Immerhin erinnert er sich an ihren Namen. Anders als jener „angenehme Herr“ aus Brüssel, den Donald Trump für Jean-Claude Juncker hielt, obwohl es höchstwahrscheinlich Donald Tusk war, ist Angela Merkel dem künftigen US-Präsidenten ein Begriff. Die Kanzlerin sei „mit Abstand einer der wichtigsten Regierungschefs“ in Europa, hat er gesagt. Das freilich ist ein merkwürdig gebrochener Superlativ.

Wenn an diesem Freitag in Washington der 45. US-Präsident vereidigt wird, dann herrscht in Berlin wie in vielen anderen Hauptstädten vor allem Ratlosigkeit. Der neue Mann im Weißen Haus hat einiges über seinen narzisstischen Charakter, seine Neigung zur provokativen Zuspitzung und seine bisweilen aufreizende Unwissenheit preisgegeben. Die Grundzüge seiner Politik jedoch liegen weitgehend im Dunkeln. Viel spricht dafür, dass sich daran auch nach der rund 20-minütigen Antrittsrede nicht viel ändert. In deren Mittelpunkt dürften die amerikanische Innen- und Wirtschaftspolitik stehen. Ein kohärentes Konzept für die Rolle der USA in der Welt wird man kaum erwarten können.

Trump spaltet, statt zu versöhnen

In der Vor-Twitter-Zeit hätte ein Politiker, der so extrem polarisiert wie Trump, die Wochen zwischen seiner Wahl und dem Amtsantritt genutzt, um die Wogen diplomatisch zu glätten. Trump hat das Gegenteil gemacht. Statt zu versöhnen, hat er weiter gespalten.

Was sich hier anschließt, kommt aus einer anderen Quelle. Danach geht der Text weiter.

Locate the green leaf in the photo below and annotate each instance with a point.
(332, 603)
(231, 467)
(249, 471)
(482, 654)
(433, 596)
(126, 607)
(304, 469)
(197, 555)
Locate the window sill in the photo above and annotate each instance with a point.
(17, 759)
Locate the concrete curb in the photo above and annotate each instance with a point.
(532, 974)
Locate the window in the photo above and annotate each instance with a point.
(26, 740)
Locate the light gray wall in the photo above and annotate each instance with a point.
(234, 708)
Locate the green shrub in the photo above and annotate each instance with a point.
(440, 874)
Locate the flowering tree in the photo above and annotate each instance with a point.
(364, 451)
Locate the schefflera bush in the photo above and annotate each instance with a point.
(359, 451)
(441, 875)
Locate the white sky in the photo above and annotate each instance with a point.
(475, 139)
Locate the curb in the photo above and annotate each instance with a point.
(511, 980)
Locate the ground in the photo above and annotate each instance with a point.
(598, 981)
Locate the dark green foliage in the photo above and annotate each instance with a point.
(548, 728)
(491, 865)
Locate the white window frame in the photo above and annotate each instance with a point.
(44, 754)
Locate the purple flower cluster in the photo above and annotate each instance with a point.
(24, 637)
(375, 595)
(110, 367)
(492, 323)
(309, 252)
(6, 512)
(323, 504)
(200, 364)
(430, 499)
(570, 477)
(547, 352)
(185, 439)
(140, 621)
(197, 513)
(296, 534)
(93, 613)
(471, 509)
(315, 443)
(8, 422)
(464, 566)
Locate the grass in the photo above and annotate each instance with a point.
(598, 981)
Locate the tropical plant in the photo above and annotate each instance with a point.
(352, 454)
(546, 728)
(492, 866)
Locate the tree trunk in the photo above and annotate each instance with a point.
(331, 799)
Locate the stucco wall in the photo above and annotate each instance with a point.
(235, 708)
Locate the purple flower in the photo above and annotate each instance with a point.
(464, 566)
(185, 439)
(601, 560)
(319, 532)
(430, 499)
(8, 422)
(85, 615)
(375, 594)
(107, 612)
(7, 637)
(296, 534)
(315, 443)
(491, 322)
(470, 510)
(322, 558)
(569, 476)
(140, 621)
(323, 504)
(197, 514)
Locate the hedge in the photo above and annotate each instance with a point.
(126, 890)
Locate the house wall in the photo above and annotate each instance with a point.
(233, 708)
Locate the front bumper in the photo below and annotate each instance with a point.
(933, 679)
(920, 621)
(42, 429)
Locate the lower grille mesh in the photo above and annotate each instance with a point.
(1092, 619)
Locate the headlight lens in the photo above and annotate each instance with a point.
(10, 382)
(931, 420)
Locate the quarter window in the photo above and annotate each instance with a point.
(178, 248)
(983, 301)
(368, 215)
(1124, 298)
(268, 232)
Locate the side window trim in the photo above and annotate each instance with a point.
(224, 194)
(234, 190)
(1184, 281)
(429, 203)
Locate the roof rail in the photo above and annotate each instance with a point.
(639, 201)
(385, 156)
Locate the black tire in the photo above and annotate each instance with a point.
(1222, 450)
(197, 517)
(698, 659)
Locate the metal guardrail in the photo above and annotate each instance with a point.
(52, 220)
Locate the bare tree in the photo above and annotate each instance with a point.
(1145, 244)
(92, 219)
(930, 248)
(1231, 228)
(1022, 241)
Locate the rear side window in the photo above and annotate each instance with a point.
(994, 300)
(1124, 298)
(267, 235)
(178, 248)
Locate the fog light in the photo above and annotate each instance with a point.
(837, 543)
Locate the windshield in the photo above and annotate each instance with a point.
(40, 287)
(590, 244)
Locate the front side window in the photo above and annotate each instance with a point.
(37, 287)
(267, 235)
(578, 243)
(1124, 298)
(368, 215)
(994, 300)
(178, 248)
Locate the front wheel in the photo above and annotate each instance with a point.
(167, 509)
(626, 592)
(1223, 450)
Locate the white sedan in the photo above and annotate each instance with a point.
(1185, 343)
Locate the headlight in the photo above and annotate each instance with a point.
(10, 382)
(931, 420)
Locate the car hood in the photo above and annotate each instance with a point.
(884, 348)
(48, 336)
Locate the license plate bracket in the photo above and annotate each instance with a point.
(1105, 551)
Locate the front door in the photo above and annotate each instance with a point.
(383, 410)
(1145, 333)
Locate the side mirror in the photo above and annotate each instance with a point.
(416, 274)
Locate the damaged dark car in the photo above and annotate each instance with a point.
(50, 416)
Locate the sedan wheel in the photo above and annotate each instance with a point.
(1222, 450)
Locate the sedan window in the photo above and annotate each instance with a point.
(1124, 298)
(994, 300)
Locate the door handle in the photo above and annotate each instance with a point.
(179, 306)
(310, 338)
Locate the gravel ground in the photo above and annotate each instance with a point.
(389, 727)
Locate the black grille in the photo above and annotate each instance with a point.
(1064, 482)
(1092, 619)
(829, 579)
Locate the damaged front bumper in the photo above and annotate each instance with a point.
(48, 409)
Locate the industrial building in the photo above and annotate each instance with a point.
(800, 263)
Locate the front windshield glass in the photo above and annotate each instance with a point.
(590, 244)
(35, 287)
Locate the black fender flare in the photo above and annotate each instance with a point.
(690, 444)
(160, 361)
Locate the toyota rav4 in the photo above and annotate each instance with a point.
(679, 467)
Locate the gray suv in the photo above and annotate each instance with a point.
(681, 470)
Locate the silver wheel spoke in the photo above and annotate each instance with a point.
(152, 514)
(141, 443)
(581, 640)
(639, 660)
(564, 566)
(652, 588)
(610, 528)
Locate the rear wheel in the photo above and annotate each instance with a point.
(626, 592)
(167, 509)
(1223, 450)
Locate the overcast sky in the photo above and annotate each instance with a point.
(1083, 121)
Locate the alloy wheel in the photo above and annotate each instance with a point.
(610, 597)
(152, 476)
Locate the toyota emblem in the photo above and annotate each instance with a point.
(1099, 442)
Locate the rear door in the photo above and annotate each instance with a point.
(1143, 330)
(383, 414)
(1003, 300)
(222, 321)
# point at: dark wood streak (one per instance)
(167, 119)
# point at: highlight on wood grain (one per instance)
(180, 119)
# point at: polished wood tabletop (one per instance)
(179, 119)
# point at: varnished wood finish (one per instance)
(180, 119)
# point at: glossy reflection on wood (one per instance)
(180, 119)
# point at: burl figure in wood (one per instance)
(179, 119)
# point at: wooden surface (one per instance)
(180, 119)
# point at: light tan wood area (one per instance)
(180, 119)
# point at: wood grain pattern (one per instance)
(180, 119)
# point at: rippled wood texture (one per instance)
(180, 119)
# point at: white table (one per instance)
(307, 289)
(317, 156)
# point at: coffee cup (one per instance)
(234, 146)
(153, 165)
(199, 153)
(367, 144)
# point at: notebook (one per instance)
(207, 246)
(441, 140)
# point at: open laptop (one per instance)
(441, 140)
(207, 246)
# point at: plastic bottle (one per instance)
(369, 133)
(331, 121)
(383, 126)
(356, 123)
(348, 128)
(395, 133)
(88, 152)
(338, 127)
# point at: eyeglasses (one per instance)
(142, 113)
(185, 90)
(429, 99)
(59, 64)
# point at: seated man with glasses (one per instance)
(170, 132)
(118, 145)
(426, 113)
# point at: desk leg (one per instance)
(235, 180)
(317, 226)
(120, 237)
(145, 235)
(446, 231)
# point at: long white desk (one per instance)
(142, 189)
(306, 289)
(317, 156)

Mit der Bild-Zeitung empfing er zwar eine ausländische Zeitung, doch die Botschaft an die deutschen Leser war vor allem, dass die Kanzlerin für ihn auf einer Stufe mit dem russischen Autokraten Putin steht.

Trumps Amtsantritt markiert den tiefsten Einschnitt in den transatlantischen Beziehungen seit dem Zweiten Weltkrieg. Der Westen als Wertegemeinschaft existiert nicht mehr. „Amerika First“, lautet die oberste Devise des neues Präsidenten, der sein Land mit Zäunen und Zollmauern abschirmen will. Der milliardenschwere Immobilien-Mogul preist sich selbst als „Deal-Maker“, als Geschäftemacher. Er will die USA wie ein Unternehmen führen. Entschieden wird nach nüchternen Kosten-Nutzen-Aspekten. Geschichtliche Wurzeln, gemeinsame Prinzipien und Ideale oder auch Verträge spielen keine Rolle: Die Nato? „Obsolet“. Die Europäische Union? „Ein Mittel zum Zweck für Deutschland“. Er wolle einen Neustart der internationalen Beziehungen, hat Trump gerade erklärt. Alles auf null also.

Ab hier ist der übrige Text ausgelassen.